Monday, October 10, 2011

Steve Job's Sister Liked Me

A friend who otherwise meant well, sent me an email to say she had been reading articles about Steve Jobs and his passing. She said an article in the Times mentioned his sister, the writer, Mona Simpson. And how seeing Mona's name made her think of me. What she meant was the me I used to be.


In 1994 I was living on Tulane NE in Albuquerque, New Mexico. I'd landed there after quitting a life I'd had in Chicago and decided one day to take a drive. The thought being not unlike the title of Simpson's best known novel, Anywhere but Here. I rented a casita from a daffy, bead-collector, who was a former-Chicagoan herself. I wrote stories. I did not work. The not working and the writing stories and and the much bigger sky forged for me a different me.
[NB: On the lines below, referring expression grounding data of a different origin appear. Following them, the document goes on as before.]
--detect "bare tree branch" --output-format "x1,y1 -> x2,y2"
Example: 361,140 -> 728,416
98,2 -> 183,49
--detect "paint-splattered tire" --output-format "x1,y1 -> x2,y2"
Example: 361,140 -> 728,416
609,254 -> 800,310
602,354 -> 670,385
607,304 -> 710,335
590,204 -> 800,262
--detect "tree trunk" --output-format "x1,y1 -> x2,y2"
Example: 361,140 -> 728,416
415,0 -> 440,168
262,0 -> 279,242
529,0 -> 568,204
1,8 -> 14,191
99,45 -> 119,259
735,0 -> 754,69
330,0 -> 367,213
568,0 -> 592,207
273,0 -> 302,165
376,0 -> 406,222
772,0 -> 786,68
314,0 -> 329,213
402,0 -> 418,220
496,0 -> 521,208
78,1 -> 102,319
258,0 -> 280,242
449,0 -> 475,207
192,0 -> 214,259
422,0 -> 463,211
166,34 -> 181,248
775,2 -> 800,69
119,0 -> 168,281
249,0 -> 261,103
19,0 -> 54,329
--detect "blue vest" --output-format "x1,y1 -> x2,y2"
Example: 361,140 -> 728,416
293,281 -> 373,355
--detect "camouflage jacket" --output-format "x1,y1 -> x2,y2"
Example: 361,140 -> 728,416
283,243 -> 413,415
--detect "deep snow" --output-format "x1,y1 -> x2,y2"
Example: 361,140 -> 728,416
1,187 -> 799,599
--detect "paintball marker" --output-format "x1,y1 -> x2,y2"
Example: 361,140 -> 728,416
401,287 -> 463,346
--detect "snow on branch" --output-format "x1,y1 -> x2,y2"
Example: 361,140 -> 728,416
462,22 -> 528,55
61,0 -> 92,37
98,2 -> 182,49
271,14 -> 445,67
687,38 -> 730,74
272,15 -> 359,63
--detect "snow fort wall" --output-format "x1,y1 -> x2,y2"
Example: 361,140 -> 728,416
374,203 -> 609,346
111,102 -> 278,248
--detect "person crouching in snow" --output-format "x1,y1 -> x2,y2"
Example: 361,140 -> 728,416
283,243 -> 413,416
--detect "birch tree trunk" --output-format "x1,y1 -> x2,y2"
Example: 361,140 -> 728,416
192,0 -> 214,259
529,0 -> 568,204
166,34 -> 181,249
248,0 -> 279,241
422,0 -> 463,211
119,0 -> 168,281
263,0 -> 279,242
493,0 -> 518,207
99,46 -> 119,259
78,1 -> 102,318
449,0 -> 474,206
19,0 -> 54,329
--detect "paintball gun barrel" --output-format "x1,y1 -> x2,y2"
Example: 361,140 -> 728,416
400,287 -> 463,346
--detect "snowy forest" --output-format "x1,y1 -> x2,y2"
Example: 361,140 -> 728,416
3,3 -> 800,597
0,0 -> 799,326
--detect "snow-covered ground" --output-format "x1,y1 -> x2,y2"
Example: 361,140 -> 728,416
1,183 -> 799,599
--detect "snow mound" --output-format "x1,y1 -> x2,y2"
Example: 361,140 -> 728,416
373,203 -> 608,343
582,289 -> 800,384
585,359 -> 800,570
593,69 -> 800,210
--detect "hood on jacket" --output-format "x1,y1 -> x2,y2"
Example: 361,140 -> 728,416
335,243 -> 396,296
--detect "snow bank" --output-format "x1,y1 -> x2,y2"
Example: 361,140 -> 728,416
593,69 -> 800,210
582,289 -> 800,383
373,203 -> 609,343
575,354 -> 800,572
I sent out the stories to literary magazines and sometimes to the glossies. The stories, some quickly, some slowly, were returned with the thanks but no thanks. Sometimes an editor took the time and the care to write a few lines. Some of the lines were encouraging. The wildly eccentric Gordon Lish sent me a couple of bizarre notes from his The Quarterly. I've saved those. One I seem to remember began, "This starts good."

I digress.

That first summer was nearly over when I saw NPR was soliciting stories for their show, The Sound of Writing, which was sponsored by PEN's Syndicated Fiction Project. If a story was purchased it was to be read on the show and then having that pedigree, they would shop it around. I sent them two and one day my bead-collecting landlord brought me my mail, two of the manila envelopes I used to send out my stories. They had made their way back home.

Except one had found another home. A nice home. Mona Simpson, the final judge that year, picked my "Helpless" out of the slush and said, yes. I forget how many stories were chosen that year - twenty-something, I want to say - out of maybe a thousand submitted. Many were writers I'd read and admired. Writers with multiple books and New Yorker cachet. And me. And Tess Gallagher.

Tess Gallagher, the poet, and sometimes short story writer, and I had been corresponding. She had been married to Raymond Carver, a hero of mine, when I still had heroes. From him I learned some things about writing. What to put in, and more importantly, what to leave out. The power of the unsaid.

Carver had died six years earlier and I wanted to find Tess and tell her what he meant to me. I went to a reading she gave in Chicago at Barbara's Bookstore, but I was too timid to approach her. But after I settled in New Mexico I wrote her a letter and mailed it to a bookstore in Port Angeles, Washington where she lived. I probably wasn't the first to do so as the bookstore passed the letter on and soon I received one back. In it she told me that shyness was for cats, and should our paths cross again I needed to make myself known.

And now we had both been lucky enough to have won the PEN award. Luck meant a lot to Carver - he wrote about it often - the good and the bad of it. The crazy ways it shaped a life. Having my story chosen seemed, at the time, the good crazy. Mona Simpson had been a friend of Raymond Carvers- he had even written a poem for. She knew Tess well. And somehow I found myself a part of that circle.

I wrote Tess to say how great it was that she won, that I won. I wrote to her on my birthday - and she wrote back saying she hadn't heard, and to thank me. She said she had been out of the country but now she was back and was writing me from Ray's grave - it was the anniversary of his death. She liked to read to him, she said. He loved to hear good news.